I mean, I think you more or less have it figured out, as you outlined in your post. Now you just need to do the work - whenever you feel the feeling of "I'm falling behind, its a disaster!" or "They have a new car and I don't and I want it, its not fair!", just take a moment (personally, I count 5 natural breaths as a convenient timer) to notice how the feeling actually feels. The physical sensations, the kinds of thoughts it brings up, the other emotions it brings up - be interested and curious about the feeling itself. The longer you can sit with the feeling like this - just feeling, noticing, being interested and curious - the more likely it is to feel heard and take its leave. And as you complete this practice over and over, the feeling is more likely to feel its mission is complete, and not come around to worry you.

[–] sandhu@thelemmy.club 1 points 8 hours ago (1 children)

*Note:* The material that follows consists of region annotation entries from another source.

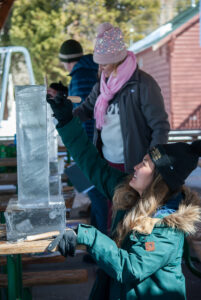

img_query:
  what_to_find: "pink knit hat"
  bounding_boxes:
[93,23,127,65]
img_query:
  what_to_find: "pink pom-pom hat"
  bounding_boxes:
[93,23,127,65]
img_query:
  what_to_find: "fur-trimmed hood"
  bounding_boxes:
[134,186,201,234]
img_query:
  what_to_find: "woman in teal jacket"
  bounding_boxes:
[48,99,201,300]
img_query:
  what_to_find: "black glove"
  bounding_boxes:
[46,92,73,128]
[47,229,77,257]
[50,81,68,95]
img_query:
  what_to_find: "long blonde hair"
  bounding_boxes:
[113,173,173,247]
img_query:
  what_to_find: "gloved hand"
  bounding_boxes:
[47,81,68,98]
[46,92,73,128]
[50,81,68,95]
[47,229,77,257]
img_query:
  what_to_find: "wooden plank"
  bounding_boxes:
[0,239,86,255]
[0,269,88,287]
[0,254,66,266]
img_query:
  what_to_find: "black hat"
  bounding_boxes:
[149,140,201,191]
[59,40,83,62]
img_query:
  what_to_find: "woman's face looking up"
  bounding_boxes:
[129,154,155,195]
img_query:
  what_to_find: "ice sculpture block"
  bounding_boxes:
[5,85,66,240]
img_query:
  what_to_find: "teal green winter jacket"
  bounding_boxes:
[58,118,199,300]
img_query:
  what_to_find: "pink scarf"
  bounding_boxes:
[94,51,137,129]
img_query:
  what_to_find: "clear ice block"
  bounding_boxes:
[5,86,66,240]
[15,85,49,207]
[5,199,66,241]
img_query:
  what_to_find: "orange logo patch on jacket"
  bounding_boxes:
[145,242,155,251]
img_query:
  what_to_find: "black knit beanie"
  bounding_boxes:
[149,140,201,191]
[59,40,83,62]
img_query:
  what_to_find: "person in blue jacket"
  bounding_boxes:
[48,99,201,300]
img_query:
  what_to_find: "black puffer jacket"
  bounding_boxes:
[74,68,170,173]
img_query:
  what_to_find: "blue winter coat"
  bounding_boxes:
[58,118,200,300]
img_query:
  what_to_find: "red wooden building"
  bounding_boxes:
[130,6,201,129]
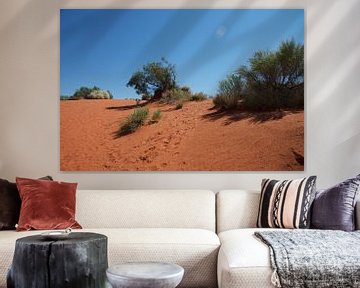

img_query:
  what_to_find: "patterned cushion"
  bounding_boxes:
[257,176,316,229]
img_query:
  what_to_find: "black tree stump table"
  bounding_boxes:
[7,232,108,288]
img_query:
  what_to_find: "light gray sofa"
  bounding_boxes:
[0,190,360,288]
[216,190,360,288]
[0,190,220,288]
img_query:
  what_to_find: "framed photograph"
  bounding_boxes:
[59,9,304,171]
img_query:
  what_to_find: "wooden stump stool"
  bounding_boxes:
[7,232,108,288]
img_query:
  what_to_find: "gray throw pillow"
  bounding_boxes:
[311,174,360,231]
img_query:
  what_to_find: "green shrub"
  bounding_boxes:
[119,107,149,136]
[213,74,244,109]
[180,86,191,94]
[190,92,208,101]
[161,88,191,104]
[85,89,112,99]
[175,101,184,110]
[151,109,161,122]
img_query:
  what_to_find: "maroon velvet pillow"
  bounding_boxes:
[16,177,81,231]
[0,176,52,230]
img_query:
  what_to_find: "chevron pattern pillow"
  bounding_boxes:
[257,176,316,229]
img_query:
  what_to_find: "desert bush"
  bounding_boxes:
[175,101,184,110]
[69,86,113,100]
[180,86,191,94]
[190,92,208,101]
[213,74,244,109]
[238,40,304,110]
[119,107,149,136]
[126,58,177,98]
[151,109,161,122]
[161,88,191,104]
[85,90,112,99]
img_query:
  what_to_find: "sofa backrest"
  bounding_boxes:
[76,190,215,231]
[216,190,260,233]
[216,190,360,233]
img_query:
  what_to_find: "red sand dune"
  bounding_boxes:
[60,100,304,171]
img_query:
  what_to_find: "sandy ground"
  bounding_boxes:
[60,100,304,171]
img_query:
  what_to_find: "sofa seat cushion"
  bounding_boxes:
[0,228,220,287]
[217,228,279,288]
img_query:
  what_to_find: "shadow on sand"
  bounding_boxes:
[203,107,303,125]
[106,102,148,111]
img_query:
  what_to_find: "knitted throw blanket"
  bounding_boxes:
[255,230,360,288]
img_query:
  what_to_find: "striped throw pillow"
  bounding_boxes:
[257,176,316,229]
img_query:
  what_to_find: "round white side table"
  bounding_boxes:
[106,262,184,288]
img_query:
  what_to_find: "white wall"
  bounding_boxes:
[0,0,360,190]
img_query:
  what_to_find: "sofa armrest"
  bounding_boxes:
[355,199,360,230]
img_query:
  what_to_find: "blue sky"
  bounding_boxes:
[60,9,304,98]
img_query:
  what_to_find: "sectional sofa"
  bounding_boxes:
[0,190,360,288]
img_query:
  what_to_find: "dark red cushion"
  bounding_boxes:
[16,177,81,231]
[0,176,52,230]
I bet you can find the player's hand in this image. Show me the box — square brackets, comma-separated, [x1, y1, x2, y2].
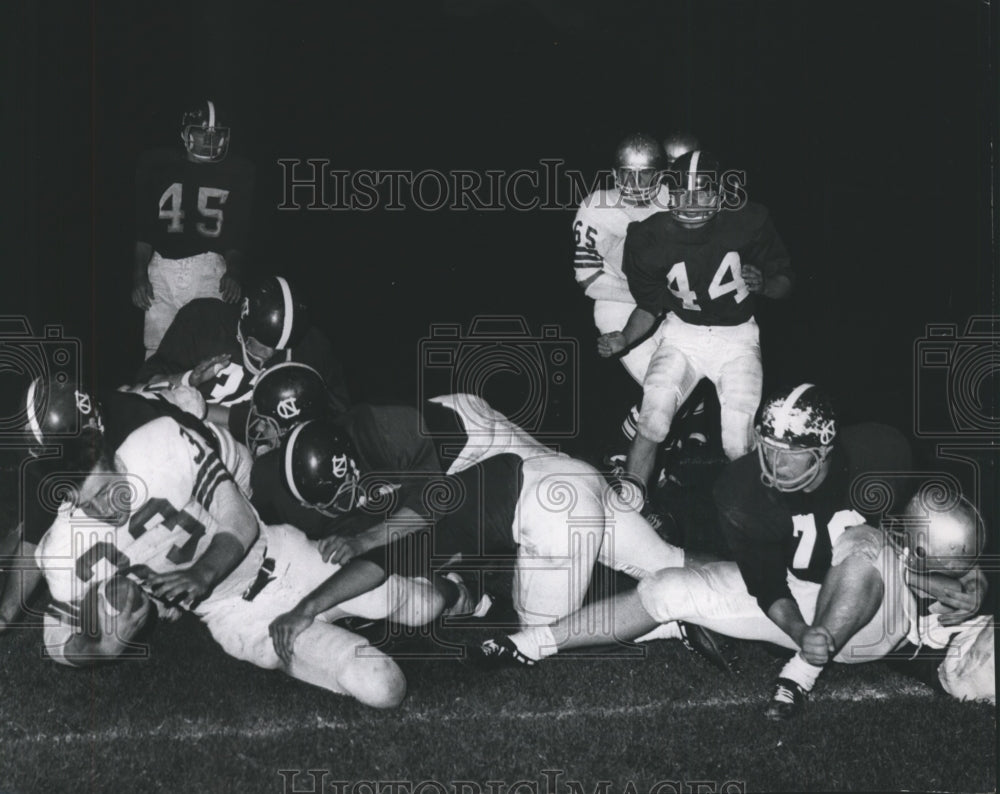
[319, 535, 366, 565]
[597, 331, 628, 358]
[146, 565, 212, 604]
[219, 273, 242, 303]
[188, 353, 230, 387]
[800, 626, 836, 665]
[267, 609, 313, 665]
[132, 278, 153, 311]
[931, 568, 986, 626]
[740, 265, 766, 295]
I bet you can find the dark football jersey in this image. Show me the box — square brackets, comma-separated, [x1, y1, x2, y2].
[622, 204, 792, 325]
[136, 298, 350, 442]
[135, 149, 254, 259]
[714, 424, 911, 612]
[358, 453, 524, 578]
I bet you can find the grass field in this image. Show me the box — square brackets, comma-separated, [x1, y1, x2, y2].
[0, 572, 997, 794]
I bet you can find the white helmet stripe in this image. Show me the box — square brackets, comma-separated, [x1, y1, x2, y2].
[27, 378, 45, 444]
[772, 383, 813, 438]
[275, 276, 295, 350]
[285, 422, 309, 503]
[688, 151, 701, 190]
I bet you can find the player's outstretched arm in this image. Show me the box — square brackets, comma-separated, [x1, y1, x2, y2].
[146, 479, 260, 603]
[907, 566, 986, 626]
[57, 576, 152, 667]
[319, 507, 434, 565]
[268, 560, 386, 664]
[0, 525, 42, 632]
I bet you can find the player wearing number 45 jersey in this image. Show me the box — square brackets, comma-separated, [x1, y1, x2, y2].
[598, 145, 791, 483]
[36, 417, 434, 707]
[132, 100, 254, 358]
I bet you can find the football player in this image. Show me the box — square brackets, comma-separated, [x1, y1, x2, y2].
[132, 100, 254, 358]
[486, 384, 995, 720]
[0, 377, 250, 629]
[598, 151, 791, 492]
[26, 374, 446, 707]
[573, 133, 697, 464]
[272, 414, 685, 647]
[136, 276, 350, 442]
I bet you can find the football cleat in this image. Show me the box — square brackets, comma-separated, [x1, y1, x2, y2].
[441, 571, 493, 618]
[678, 621, 743, 675]
[764, 678, 809, 722]
[467, 637, 536, 670]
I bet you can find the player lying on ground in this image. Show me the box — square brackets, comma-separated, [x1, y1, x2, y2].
[597, 151, 792, 496]
[470, 384, 996, 720]
[0, 377, 250, 630]
[27, 376, 446, 707]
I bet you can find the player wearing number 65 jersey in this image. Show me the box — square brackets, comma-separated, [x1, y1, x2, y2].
[132, 100, 254, 358]
[36, 417, 433, 707]
[598, 151, 791, 483]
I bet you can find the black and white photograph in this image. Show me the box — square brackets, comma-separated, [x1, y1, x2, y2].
[0, 0, 1000, 794]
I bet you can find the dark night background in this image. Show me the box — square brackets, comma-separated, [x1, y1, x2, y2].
[0, 0, 998, 496]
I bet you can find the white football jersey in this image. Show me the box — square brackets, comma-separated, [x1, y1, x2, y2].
[35, 417, 256, 639]
[573, 185, 670, 283]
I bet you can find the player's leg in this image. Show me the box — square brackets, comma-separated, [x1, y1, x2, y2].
[598, 482, 685, 579]
[715, 338, 764, 460]
[430, 394, 553, 474]
[142, 253, 180, 358]
[512, 456, 605, 626]
[625, 339, 700, 486]
[185, 251, 226, 303]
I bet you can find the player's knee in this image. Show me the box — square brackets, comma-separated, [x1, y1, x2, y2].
[387, 578, 444, 626]
[638, 568, 697, 623]
[830, 525, 885, 571]
[337, 644, 406, 709]
[721, 409, 753, 460]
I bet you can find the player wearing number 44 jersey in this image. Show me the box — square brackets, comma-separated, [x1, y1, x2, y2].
[598, 145, 791, 483]
[36, 408, 434, 707]
[132, 100, 254, 358]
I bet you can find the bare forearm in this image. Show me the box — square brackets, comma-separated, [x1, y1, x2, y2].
[356, 507, 433, 551]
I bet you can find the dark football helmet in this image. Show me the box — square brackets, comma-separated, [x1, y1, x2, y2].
[663, 131, 701, 168]
[668, 150, 724, 228]
[247, 361, 332, 458]
[282, 420, 364, 518]
[756, 383, 837, 492]
[236, 276, 309, 375]
[181, 99, 229, 163]
[889, 488, 986, 579]
[24, 376, 105, 480]
[615, 133, 664, 206]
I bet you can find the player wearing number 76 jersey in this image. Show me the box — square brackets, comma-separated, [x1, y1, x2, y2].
[36, 417, 433, 707]
[598, 151, 791, 483]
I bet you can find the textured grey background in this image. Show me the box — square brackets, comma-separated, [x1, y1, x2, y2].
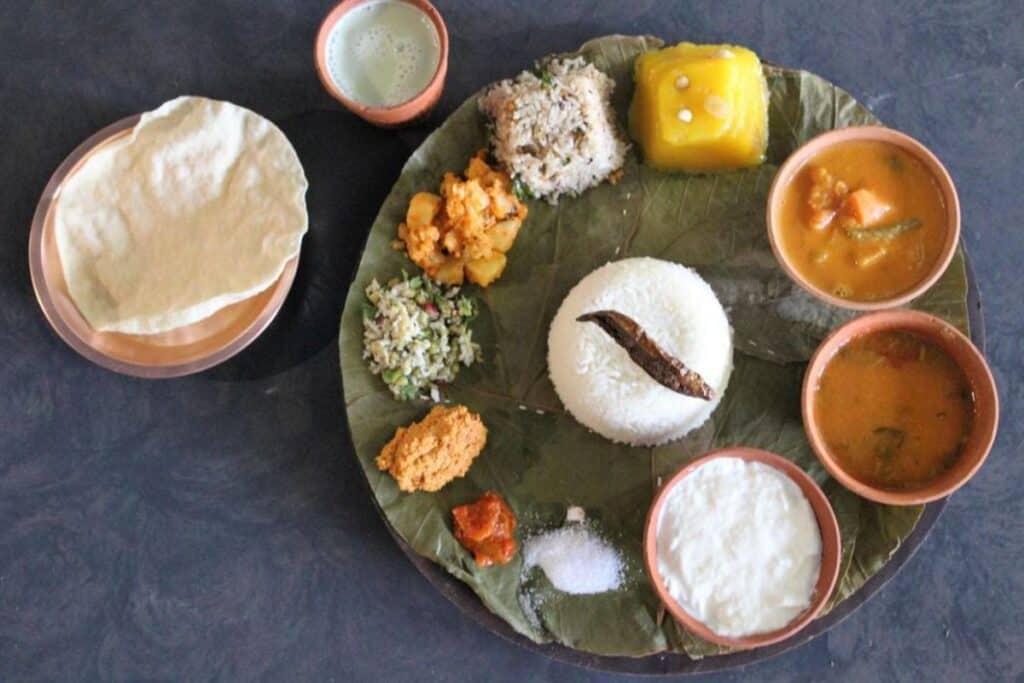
[0, 0, 1024, 681]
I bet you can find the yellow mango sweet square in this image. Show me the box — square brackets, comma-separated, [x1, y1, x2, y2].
[630, 43, 768, 171]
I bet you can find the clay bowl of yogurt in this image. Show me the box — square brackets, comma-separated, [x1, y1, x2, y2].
[644, 446, 842, 649]
[313, 0, 449, 127]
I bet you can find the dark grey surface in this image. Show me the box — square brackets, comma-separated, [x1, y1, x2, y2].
[0, 0, 1024, 681]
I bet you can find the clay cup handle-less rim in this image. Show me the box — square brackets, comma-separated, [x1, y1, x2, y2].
[313, 0, 449, 128]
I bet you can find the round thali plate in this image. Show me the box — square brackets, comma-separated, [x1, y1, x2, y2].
[339, 36, 984, 675]
[29, 115, 298, 379]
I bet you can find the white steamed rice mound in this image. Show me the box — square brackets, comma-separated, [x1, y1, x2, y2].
[548, 258, 732, 445]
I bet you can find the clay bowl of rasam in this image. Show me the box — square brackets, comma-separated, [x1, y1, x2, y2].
[644, 446, 842, 649]
[801, 309, 999, 505]
[313, 0, 449, 127]
[766, 126, 961, 310]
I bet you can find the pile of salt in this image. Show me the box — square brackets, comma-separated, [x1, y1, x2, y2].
[523, 523, 623, 595]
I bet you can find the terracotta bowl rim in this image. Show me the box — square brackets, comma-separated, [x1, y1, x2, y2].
[800, 308, 999, 506]
[313, 0, 449, 123]
[765, 125, 962, 311]
[643, 445, 843, 649]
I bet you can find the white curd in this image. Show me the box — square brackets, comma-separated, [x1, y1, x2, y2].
[656, 458, 821, 638]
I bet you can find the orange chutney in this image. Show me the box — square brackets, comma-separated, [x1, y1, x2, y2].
[778, 140, 947, 301]
[452, 490, 515, 567]
[814, 331, 974, 488]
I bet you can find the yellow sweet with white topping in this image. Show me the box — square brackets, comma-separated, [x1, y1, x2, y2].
[630, 43, 768, 172]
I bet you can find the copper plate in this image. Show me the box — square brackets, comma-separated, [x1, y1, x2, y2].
[29, 115, 299, 378]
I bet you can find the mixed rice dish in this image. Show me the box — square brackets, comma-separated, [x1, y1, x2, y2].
[479, 57, 629, 204]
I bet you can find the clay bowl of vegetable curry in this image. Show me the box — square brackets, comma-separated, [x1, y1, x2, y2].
[767, 126, 961, 310]
[802, 309, 999, 505]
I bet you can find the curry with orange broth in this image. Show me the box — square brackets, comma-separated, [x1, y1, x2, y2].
[779, 140, 947, 301]
[814, 331, 974, 488]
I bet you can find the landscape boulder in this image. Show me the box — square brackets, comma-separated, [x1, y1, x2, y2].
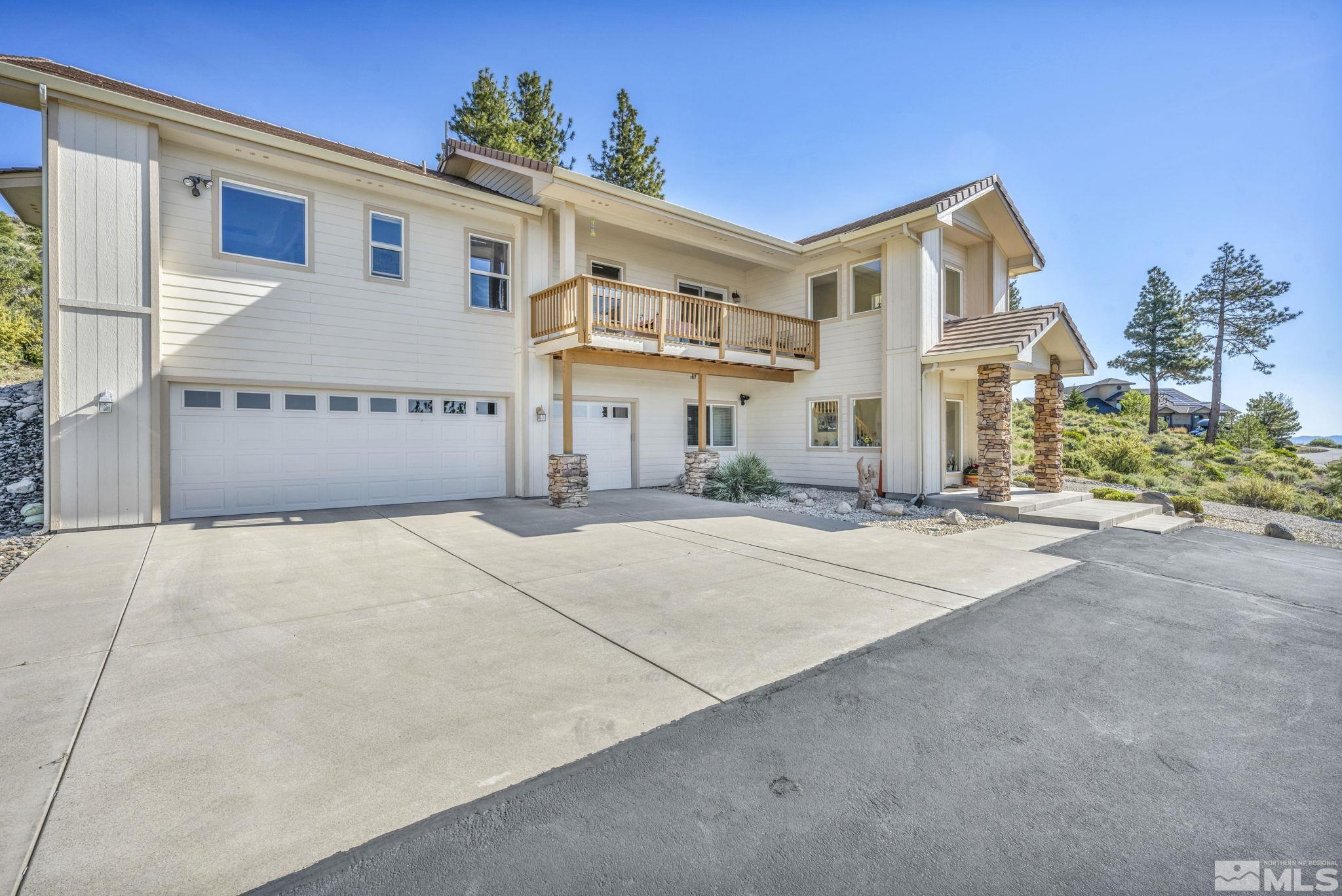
[1137, 491, 1174, 516]
[1263, 523, 1295, 542]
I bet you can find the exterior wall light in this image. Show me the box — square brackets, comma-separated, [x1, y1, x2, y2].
[181, 174, 215, 196]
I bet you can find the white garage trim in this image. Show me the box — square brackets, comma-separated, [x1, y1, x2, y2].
[160, 375, 516, 519]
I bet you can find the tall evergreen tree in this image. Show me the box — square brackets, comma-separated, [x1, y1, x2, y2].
[1187, 243, 1301, 445]
[1109, 267, 1212, 433]
[447, 68, 516, 153]
[508, 71, 575, 168]
[588, 88, 667, 198]
[1244, 392, 1301, 447]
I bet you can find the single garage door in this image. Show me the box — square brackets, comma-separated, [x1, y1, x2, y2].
[169, 385, 507, 516]
[550, 401, 634, 491]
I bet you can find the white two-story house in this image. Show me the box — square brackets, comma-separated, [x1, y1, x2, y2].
[0, 56, 1094, 529]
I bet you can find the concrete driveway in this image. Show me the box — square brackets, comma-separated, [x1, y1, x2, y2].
[0, 491, 1073, 893]
[258, 527, 1342, 896]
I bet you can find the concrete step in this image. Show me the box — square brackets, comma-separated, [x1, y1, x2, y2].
[1018, 498, 1161, 529]
[1116, 513, 1197, 535]
[927, 488, 1094, 519]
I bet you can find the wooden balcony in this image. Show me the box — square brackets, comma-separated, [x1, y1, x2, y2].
[531, 274, 820, 370]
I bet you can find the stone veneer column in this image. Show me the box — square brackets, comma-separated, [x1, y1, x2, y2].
[684, 451, 722, 495]
[978, 364, 1010, 500]
[550, 455, 588, 507]
[1035, 354, 1063, 491]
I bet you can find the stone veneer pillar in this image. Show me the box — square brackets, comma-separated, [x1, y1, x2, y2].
[550, 455, 588, 507]
[684, 451, 722, 495]
[978, 364, 1010, 500]
[1035, 354, 1063, 491]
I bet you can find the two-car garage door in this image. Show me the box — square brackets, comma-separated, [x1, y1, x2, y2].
[170, 385, 507, 516]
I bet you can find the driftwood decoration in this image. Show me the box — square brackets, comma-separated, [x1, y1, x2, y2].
[858, 457, 880, 510]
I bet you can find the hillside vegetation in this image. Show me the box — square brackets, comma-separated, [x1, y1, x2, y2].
[1012, 401, 1342, 519]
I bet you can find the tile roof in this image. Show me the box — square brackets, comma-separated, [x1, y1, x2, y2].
[0, 54, 507, 198]
[925, 302, 1095, 367]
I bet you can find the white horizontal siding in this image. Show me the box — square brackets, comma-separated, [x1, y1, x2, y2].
[161, 143, 525, 392]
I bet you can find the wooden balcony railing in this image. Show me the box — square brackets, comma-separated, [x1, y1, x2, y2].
[531, 274, 820, 367]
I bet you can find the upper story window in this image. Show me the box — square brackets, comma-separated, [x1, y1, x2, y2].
[469, 233, 512, 311]
[848, 259, 880, 314]
[807, 271, 839, 320]
[219, 178, 309, 267]
[589, 261, 624, 280]
[368, 209, 405, 280]
[675, 280, 727, 302]
[942, 264, 965, 318]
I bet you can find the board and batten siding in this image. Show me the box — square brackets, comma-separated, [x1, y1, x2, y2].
[153, 143, 524, 393]
[46, 102, 157, 529]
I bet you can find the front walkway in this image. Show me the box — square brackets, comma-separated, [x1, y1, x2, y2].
[0, 491, 1072, 893]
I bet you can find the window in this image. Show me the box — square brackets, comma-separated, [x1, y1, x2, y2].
[219, 179, 307, 267]
[675, 280, 727, 302]
[852, 398, 880, 448]
[808, 401, 839, 448]
[233, 392, 270, 411]
[368, 209, 405, 280]
[946, 398, 965, 474]
[944, 264, 965, 318]
[181, 389, 224, 408]
[848, 259, 880, 314]
[590, 261, 624, 280]
[807, 271, 839, 320]
[684, 402, 737, 448]
[469, 233, 512, 311]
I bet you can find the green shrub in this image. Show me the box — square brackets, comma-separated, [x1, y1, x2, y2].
[1205, 476, 1296, 510]
[1086, 435, 1151, 474]
[1091, 485, 1137, 500]
[703, 452, 782, 504]
[1170, 495, 1202, 513]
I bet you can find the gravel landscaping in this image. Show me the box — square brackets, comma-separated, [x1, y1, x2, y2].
[0, 381, 47, 578]
[667, 485, 1006, 535]
[1063, 479, 1342, 549]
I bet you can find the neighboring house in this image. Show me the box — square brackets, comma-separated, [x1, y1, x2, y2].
[0, 56, 1095, 529]
[1138, 386, 1238, 429]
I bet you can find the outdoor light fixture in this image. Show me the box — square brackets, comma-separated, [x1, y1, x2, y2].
[181, 174, 215, 196]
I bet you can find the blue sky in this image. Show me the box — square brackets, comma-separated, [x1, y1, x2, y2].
[0, 0, 1342, 435]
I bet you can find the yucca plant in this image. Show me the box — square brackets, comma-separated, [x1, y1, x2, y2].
[703, 452, 782, 504]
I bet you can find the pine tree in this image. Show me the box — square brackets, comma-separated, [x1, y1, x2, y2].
[440, 68, 516, 159]
[1244, 392, 1301, 447]
[1109, 267, 1212, 433]
[510, 71, 575, 168]
[588, 88, 667, 198]
[1187, 243, 1301, 445]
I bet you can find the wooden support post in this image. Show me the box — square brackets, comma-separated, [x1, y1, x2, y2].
[699, 373, 708, 451]
[560, 352, 573, 455]
[718, 302, 727, 360]
[658, 295, 667, 354]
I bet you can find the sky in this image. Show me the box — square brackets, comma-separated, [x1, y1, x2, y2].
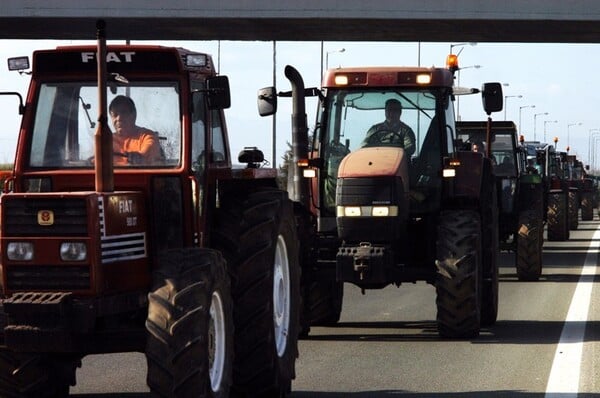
[0, 40, 600, 169]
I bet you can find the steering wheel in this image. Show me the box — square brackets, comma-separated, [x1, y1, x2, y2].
[363, 129, 404, 148]
[86, 152, 131, 166]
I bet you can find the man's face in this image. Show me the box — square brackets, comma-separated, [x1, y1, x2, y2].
[110, 106, 135, 134]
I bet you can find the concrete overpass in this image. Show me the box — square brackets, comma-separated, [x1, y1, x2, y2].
[0, 0, 600, 43]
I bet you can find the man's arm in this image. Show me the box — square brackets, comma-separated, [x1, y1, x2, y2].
[404, 126, 416, 156]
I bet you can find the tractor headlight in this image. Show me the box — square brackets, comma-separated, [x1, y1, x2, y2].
[60, 242, 87, 261]
[371, 206, 398, 217]
[6, 242, 33, 261]
[337, 206, 398, 217]
[337, 206, 362, 217]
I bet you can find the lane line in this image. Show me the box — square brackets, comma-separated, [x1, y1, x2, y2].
[545, 228, 600, 398]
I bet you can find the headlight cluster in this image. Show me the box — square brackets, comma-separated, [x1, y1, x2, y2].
[337, 206, 398, 217]
[6, 242, 87, 261]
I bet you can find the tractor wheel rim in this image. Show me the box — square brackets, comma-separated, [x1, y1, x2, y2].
[273, 235, 290, 357]
[208, 292, 226, 391]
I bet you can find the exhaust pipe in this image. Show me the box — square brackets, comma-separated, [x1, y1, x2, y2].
[94, 20, 115, 192]
[284, 65, 310, 207]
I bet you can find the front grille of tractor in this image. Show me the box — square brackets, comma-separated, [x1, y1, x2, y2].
[5, 265, 91, 291]
[2, 197, 88, 236]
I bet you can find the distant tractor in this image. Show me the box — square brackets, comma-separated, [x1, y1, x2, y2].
[259, 54, 502, 338]
[569, 155, 595, 221]
[0, 22, 300, 398]
[523, 141, 570, 241]
[557, 148, 579, 231]
[456, 121, 544, 281]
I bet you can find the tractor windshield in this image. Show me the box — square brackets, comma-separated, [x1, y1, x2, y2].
[323, 91, 436, 156]
[317, 89, 446, 211]
[28, 81, 182, 169]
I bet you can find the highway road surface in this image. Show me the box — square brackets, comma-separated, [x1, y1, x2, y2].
[71, 215, 600, 398]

This actually makes a lot of sense, thank you for laying it out. Could you break down how you actually do the 5-breath practice in the moment? Like, do you close your eyes, keep doing whatever you were doing, or fully pause? And when you say "notice the physical sensations," are you talking about things like a tight chest or racing thoughts, or is it more subtle than that? Want to actually try this properly instead of doing a half version of it....

[–] blarghly@lemmy.world 1 points 4 hours ago

I find closing my eyes is helpful for focusing on the sensations, but if this would be weird or dangerous (eg, in the middle of a conversation or while driving), I will do my best without closing my eyes. Same with stopping what I am doing, etc. I feel like this technique has the greatest immediate effect when I can stop whatever I'm doing, sit down, and focus on the feeling entirely for an indefinite period of time. But I think the most important thing for long term progress is simply noticing the feeling in the moment and allowing yourself to feel it, even if just a little, for just a fraction of a second.

So to do it properly, I suggest not trying to do it properly. Just do it, but do it as consistently as possible.Then if you feel the urge, carve out 5 minutes per day or a couple times per day to specifically remember the feeling, and feel it uninterrupted.